Marcus Brutus18 Oct 2021 9:13 a.m. PST

Back to the original point raised by Brechtel. I am currently reading Walter Kaeigi's "Byzantium and the early Islamic conquests." Kaeigi has no problem identifying the 6th/7th Eastern Roman Empire as Byzantium or the Byzantium Empire. The term Roman Empire is almost completely absent from this book. That is the framework he uses as does much of current scholarship for this period and I think there is good reason for this. It is not accurate to simply argue that the people of the 7th Byzantium saw themselves as Romans. That is too simplistic a reconstruction of their identity.

John the OFM18 Oct 2021 9:53 a.m. PST

Still awaiting actual evidence and/or proof of specific, significant error…

There are those who still question his "rugby scrum" analysis of hoplite warfare. When I first encountered it, I thought it was cool. Many others disagree.
But that's just "errors" in interpretation, if that.
What I mostly disagree with is his willingness to take a modern political stand that he disagrees with, and then go searching through Thucydides or Plutarch to back him up in finding fault. He has mostly stayed away from "and that's why the Roman Empire collapsed!" analogies.

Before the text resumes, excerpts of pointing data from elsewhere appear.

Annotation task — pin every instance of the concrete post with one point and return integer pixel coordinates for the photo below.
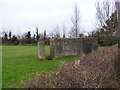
(41, 50)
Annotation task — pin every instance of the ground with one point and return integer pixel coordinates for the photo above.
(20, 61)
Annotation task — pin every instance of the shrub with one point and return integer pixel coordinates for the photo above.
(95, 70)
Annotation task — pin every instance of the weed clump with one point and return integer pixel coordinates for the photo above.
(94, 70)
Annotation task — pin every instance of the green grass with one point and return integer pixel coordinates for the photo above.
(102, 47)
(20, 61)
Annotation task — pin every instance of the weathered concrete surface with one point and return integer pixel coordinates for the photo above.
(41, 50)
(74, 46)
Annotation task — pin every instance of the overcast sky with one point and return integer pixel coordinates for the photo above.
(20, 16)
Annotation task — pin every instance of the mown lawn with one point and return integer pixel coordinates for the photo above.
(20, 61)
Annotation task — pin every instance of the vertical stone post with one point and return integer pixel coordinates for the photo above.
(41, 50)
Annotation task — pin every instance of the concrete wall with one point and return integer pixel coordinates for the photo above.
(74, 46)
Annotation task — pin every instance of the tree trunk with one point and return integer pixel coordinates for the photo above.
(118, 35)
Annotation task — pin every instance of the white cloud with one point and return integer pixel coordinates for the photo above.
(44, 13)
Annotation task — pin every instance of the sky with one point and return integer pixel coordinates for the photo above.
(20, 16)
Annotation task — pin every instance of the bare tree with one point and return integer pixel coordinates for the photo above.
(76, 21)
(104, 10)
(118, 18)
(118, 35)
(64, 31)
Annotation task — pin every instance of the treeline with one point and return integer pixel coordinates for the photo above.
(25, 39)
(105, 32)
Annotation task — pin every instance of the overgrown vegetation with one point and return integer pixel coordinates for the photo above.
(20, 61)
(94, 70)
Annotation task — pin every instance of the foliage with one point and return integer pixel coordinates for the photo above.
(95, 70)
(20, 61)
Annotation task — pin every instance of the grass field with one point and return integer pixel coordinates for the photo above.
(20, 61)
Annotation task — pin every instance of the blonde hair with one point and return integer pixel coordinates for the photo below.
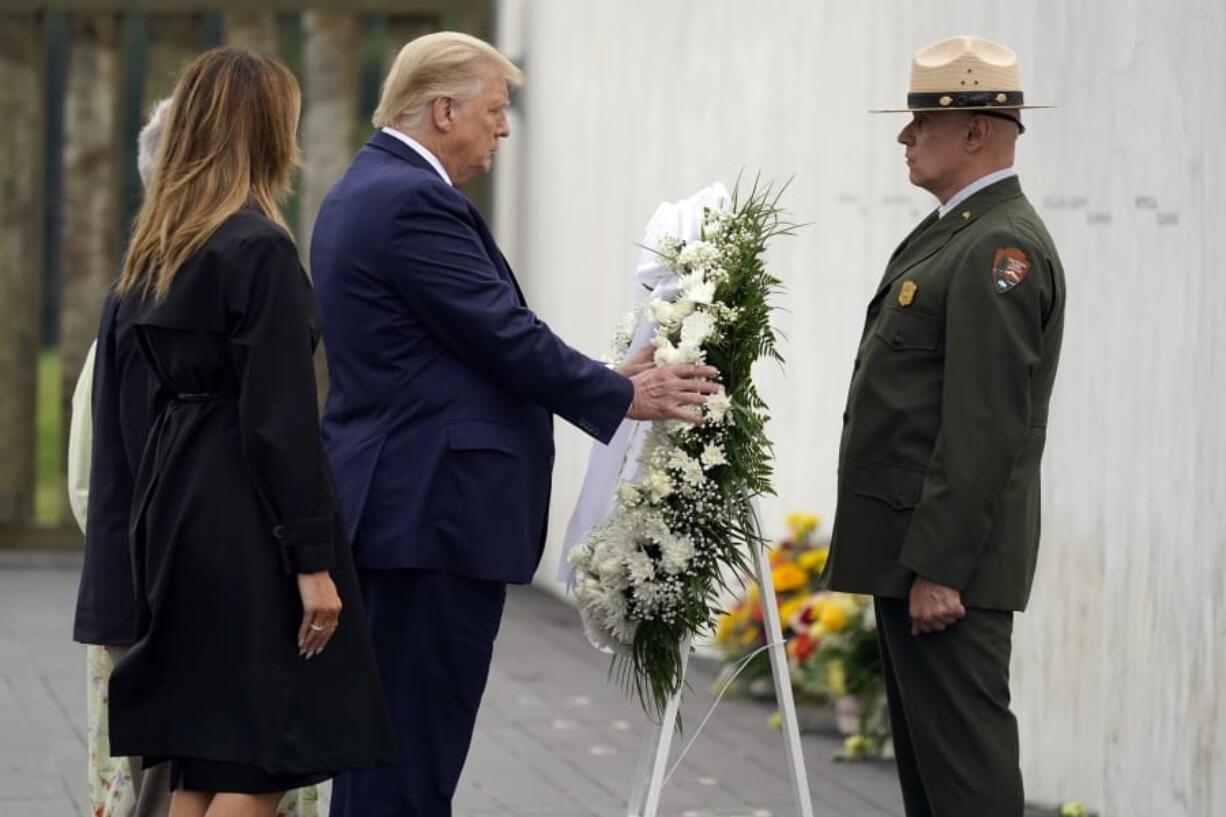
(231, 141)
(444, 64)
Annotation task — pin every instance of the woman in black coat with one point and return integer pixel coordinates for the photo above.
(251, 672)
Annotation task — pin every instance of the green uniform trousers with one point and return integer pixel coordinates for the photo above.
(954, 736)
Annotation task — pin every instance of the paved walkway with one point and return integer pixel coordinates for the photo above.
(554, 737)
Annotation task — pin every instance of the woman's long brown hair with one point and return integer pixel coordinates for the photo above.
(231, 141)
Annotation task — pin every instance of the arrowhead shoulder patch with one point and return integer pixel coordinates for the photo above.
(1009, 268)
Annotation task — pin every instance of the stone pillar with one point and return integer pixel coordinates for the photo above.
(91, 191)
(174, 41)
(21, 101)
(330, 114)
(251, 30)
(330, 109)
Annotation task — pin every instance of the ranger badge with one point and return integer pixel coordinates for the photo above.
(1009, 268)
(907, 293)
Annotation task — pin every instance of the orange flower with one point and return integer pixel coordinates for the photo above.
(802, 647)
(788, 577)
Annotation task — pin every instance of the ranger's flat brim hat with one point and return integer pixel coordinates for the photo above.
(965, 74)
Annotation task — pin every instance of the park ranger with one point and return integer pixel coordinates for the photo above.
(938, 467)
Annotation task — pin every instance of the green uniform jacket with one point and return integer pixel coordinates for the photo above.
(945, 422)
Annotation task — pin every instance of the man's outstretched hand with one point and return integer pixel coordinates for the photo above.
(672, 393)
(934, 607)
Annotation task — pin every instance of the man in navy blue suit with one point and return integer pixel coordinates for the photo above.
(439, 421)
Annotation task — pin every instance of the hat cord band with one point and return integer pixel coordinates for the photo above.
(966, 99)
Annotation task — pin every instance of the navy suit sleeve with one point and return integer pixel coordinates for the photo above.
(104, 612)
(271, 306)
(449, 282)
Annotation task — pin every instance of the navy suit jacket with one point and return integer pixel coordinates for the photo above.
(443, 383)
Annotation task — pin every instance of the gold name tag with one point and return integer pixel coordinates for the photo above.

I used to listen to Rush every day. Yes, he rarely had guests, but he occasionally made exceptions. I heard VDH on his show.
Strangely enough, one of the things that turned me off to Rush was his Betsy Ross obsession. I never bothered to call to correct him, since I knew I would never make it past Mister Snerdley, if that far. But it was a good cause.

Personal logo Parzival Supporting Member of TMP18 Oct 2021 1:51 p.m. PST

From the limited amount that I have read VDH's op Ed's, I agree that VDH does like to look through history to find an example that matches what he thinks is happening today. Sometimes it's a stretch, sometimes it's worth looking at. But that's different from the OP's claim that he was historically wrong, or that being wrong on a minor point of semantics somehow invalidates everything else— even though it hasn't been established that he was wrong, so much as a bit flippant in his wording. I think it's rather obvious VDH meant "soon became [what is now] known as the Byzantine Empire," rather than "soon became known [by its people and contemporaries] as the Byzantine Empire." Both are read-ins, but the former is far more likely and reasonable to assume and requires less reaching and addition to the sentence than the latter. I'm also quite confident that VDH does indeed know that the term "Byzantine Empire" is a name created later and applied to the historical nation and culture, and not a contemporary term. And I would say that of any historian of any political bent, given the exact same sentence.

In any case, let's all sing along:
YouTube link

The Last Conformist19 Oct 2021 2:31 a.m. PST

I guess I owe thanks to both VDH and Brechtel for bringing GurKhan's link to my attention.

Druzhina20 Oct 2021 2:09 a.m. PST

@ Brechtel198

Definition of exonym:

'A name by which one people or social group refers to another and by which the group so named does not refer to itself.'

You are correct, and, if you didn't realize, "Byzantine" is an exonym.